The thought engaged Pel’s mind quite considerably. What, he wondered, had been going on at the Manoir de Lordy? And how had Cavalin managed to arrive on the scene so quickly? Was he responsible? Had someone tipped him off about what had happened, so that he could appear, concerned and agitated about the death of his boss?
‘He was too concerned, I reckon,’ Darcy suggested. ‘Too agitated. The only thing going round in his mind was “Are we safe? Is it safe to go on doing what we were contemplating?” Because they were contemplating something, Patron. They have something up their sleeve. They’re still trying to look innocent.’
They stared at each other, frowning. It wasn’t a conference. The conference would come later. This was a pause in the proceedings to draw breath, think up tactics and offer ideas, while the technical men cleared up the scene of the crime.
As Darcy pushed a packet of cigarettes across, Pel eyed them gloomily. ‘I’d just given up,’ he said bitterly. ‘It must have been the shortest period of abstinence ever.’ He helped himself, dragged the smoke down to his socks, went into a coughing session, and immediately felt better. ‘We were dead right the other day,’ he wheezed. ‘To go and see Maurice.’

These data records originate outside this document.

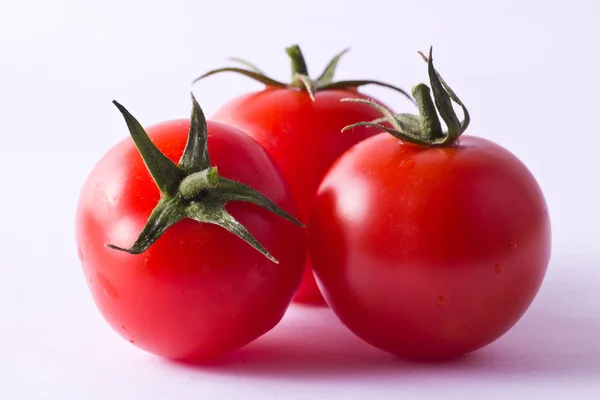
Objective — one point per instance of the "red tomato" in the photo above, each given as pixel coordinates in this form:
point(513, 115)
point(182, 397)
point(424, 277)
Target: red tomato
point(198, 291)
point(429, 251)
point(302, 134)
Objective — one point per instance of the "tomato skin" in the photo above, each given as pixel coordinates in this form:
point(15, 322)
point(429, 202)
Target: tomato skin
point(429, 253)
point(199, 291)
point(304, 137)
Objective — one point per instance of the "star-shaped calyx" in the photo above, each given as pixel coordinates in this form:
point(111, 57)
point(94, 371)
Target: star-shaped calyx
point(192, 188)
point(300, 77)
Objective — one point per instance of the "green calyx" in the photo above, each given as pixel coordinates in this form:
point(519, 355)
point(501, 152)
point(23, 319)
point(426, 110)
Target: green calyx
point(192, 188)
point(426, 128)
point(300, 77)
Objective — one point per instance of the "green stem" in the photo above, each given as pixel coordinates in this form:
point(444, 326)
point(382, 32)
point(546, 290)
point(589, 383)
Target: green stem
point(192, 189)
point(426, 128)
point(430, 122)
point(298, 63)
point(192, 186)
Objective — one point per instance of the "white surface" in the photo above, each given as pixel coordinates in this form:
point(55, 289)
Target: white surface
point(527, 70)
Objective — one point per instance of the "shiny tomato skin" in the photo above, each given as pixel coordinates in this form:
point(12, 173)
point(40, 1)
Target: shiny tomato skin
point(304, 137)
point(429, 253)
point(199, 291)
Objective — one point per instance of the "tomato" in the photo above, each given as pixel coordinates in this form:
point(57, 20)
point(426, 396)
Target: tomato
point(429, 250)
point(198, 291)
point(299, 126)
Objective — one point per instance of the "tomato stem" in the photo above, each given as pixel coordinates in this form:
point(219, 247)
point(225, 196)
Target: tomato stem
point(193, 188)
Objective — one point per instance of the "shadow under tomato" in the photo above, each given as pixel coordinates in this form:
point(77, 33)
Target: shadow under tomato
point(558, 336)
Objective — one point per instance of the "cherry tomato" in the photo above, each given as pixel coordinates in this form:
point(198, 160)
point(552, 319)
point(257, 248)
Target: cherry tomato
point(429, 250)
point(299, 127)
point(198, 291)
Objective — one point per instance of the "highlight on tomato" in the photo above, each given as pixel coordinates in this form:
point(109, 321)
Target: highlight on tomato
point(429, 244)
point(189, 255)
point(299, 125)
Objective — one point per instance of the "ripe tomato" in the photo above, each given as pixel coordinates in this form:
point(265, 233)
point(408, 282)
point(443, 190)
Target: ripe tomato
point(299, 125)
point(198, 291)
point(433, 249)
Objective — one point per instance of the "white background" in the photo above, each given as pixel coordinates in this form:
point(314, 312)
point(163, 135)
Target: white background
point(527, 70)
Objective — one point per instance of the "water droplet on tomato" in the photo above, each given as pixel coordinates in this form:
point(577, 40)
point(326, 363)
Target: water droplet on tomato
point(262, 271)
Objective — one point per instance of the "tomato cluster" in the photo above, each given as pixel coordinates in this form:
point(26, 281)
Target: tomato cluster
point(426, 243)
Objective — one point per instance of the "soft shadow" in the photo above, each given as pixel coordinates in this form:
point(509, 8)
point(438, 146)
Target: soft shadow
point(558, 336)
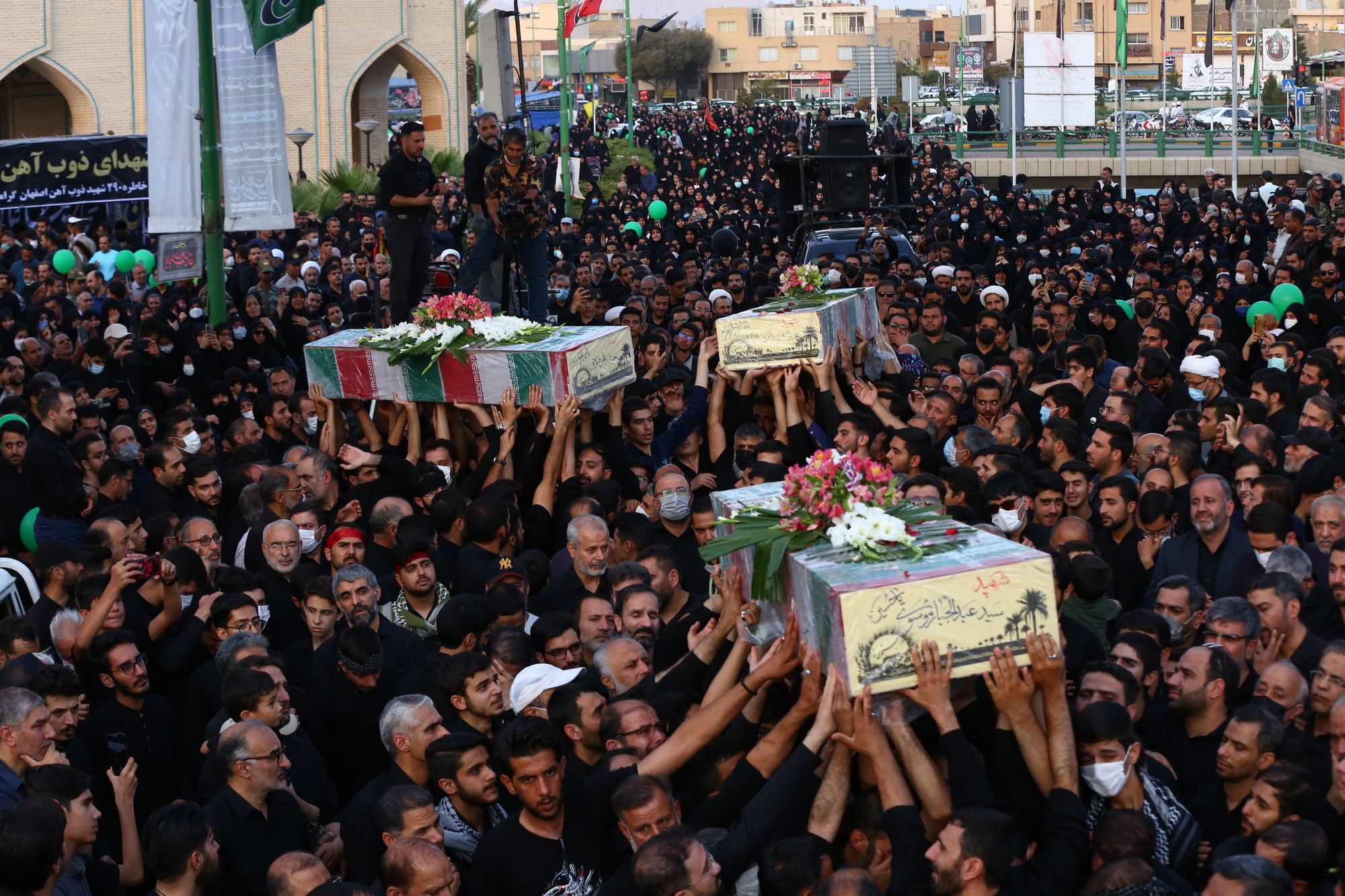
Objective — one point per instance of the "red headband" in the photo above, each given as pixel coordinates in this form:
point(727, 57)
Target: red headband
point(345, 532)
point(419, 555)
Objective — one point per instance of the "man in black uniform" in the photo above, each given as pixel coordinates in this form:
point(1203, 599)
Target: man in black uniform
point(407, 184)
point(787, 169)
point(479, 158)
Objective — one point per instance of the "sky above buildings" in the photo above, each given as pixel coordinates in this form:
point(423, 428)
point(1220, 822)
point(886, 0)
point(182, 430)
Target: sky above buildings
point(693, 11)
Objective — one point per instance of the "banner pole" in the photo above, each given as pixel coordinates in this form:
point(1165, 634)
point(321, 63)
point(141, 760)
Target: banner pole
point(210, 189)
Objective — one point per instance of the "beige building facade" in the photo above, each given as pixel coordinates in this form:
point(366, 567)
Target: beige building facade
point(805, 48)
point(79, 68)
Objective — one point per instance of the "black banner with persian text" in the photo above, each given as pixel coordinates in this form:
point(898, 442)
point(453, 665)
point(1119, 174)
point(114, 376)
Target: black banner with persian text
point(73, 170)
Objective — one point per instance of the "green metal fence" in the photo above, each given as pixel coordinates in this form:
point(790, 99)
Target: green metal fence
point(1098, 142)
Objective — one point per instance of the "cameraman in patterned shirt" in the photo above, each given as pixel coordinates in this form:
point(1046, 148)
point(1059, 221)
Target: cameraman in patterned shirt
point(517, 206)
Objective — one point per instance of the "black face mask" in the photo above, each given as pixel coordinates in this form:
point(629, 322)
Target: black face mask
point(1269, 705)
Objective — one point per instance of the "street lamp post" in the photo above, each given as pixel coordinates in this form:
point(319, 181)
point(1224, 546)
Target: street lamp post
point(368, 127)
point(299, 138)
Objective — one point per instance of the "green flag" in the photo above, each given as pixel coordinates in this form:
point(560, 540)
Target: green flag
point(271, 21)
point(1122, 50)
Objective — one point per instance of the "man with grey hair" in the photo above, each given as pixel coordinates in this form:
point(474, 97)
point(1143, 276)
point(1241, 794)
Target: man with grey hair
point(280, 549)
point(202, 536)
point(357, 594)
point(1213, 552)
point(1292, 560)
point(622, 663)
point(255, 818)
point(1234, 624)
point(588, 541)
point(408, 725)
point(64, 628)
point(1249, 876)
point(1280, 600)
point(26, 740)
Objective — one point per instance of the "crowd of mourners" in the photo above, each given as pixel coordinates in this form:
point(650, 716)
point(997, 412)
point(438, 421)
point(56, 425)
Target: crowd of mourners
point(287, 643)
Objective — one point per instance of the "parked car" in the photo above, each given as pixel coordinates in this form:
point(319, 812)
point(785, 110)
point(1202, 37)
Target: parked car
point(934, 123)
point(1222, 119)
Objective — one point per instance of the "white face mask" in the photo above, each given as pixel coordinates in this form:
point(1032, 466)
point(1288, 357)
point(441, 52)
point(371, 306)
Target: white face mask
point(1106, 779)
point(1011, 521)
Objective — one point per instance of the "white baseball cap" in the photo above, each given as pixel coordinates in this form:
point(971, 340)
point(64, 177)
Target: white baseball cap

‘It doesn’t seem to have done a lot of good,’ Darcy observed.
‘So who was after him?’
‘Cavalin? Had he ambitions to take over? They call him the Dauphin, don’t they – the heir to the throne? Or is it Maurice’s wife? De Troq’ told me he saw Maurice dining out with his secretary in the city the other day. She’s a Yugoslav or something. Perhaps Maurice had grown tired of his wife and she didn’t like it.’
‘We’ll have Cavalin in.’
‘You’re wasting your time, Patron. He’ll have an answer for everything.’
What Darcy said was correct. Cavalin would have gone over every detail of the killing by this time and be ready for whatever came up. Pel sighed. ‘What about the other things we have on the books?’
Darcy opened the file he held on his knee. ‘There’s a new one. A woman advertising her house for sale. Some type appears and asks to look round it. The next thing she knows she’s locked in the lavatory and he’s ransacking her jewellery box. I’ve got Bardolle on it. De Troq’s still with his fraud case. Nosjean’s still tying up that art racket. I’ve told them not to get too involved in case we need them. Oh, there’s one other case: some Italian who lives here – name of–’ Darcy glanced at a pad by his arm. ‘Giovanni Soscharni – reported by the library to be damaging their books. They didn’t know who it was so I got Misset to sit in the reference room. I expect he went to sleep but he seems to have wakened up in time to see this Soscharni doing a bit of scribbling and brought him in. He said he disagreed with what the book said.’
He ought, Pel thought, to be made an honorary member of the Bigots’ Society. It was a newish organisation, with Pel as secretary, treasurer, president and only member.
‘He’ll go up before the magistrates,’ Darcy said. ‘Meantime, I gave the Lordy cops instructions to keep an eye on Maurice’s place, and radio in if anybody leaves in a hurry.’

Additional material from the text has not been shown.